Mrs. Marshall's owner tests barbecue sauce
By: GREGORY J. GILLIGAN
Reprinted with permission from Richmond Times Dispatch


Eric Davis/Times-Dispatch
Frances Daniel tried to figure out one night about a year ago what to do with some leftover chicken. "There are a lot of commercial barbecue sauces out there that are good, but they overpower the chicken," the owner of Mrs. Marshall's Carytown Café said. She experimented bymaking her own sauce. She came up with four sauce recipes. She had her friends come to her shop and do some blind taste-testing on different types of chicken. "It wasn't scientific but it was helpful," Daniel said.

Her original recipe -- a Tennessee-style sauce with vinegar, mustard, some spicy tomato and a little bit of sugar -- is what her friends liked the best.

About five months ago, she began selling a chicken sandwich smothered with her sauce. Customers liked it.

She asked them if they would use the sauce at home if she bottled it. They would.

Daniel found Richard Ryder, who bottles his Flynn's Gourmet Garlic Sauce in Hanover County. He bottled 12 cases of her Aunt Fossie's Chicken Barbecue Sauce.

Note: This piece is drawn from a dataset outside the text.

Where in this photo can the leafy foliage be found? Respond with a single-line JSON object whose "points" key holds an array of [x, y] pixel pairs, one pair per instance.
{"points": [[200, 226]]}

She sells the sauce for $3.89 a bottle at her Carytown shop, the Richmond Metropolitan Convention and Visitors Bureau gift shop, Jermie's on Grove Avenue and Mills Market in Mechanicsville. She recently added Belmont Butchery and Westwood Pharmacy.

Her initial batch is nearly gone. She had Ryder produce an additional 24 cases. If sales continue to be strong, she hopes to put her Aunt Fossie's sauce in other stores.

And the name? It came from Daniel calling herself Fossie when she was 2 because she had a hard time pronouncing her first name. The name stuck -- her nephew calls her Aunt Fossie.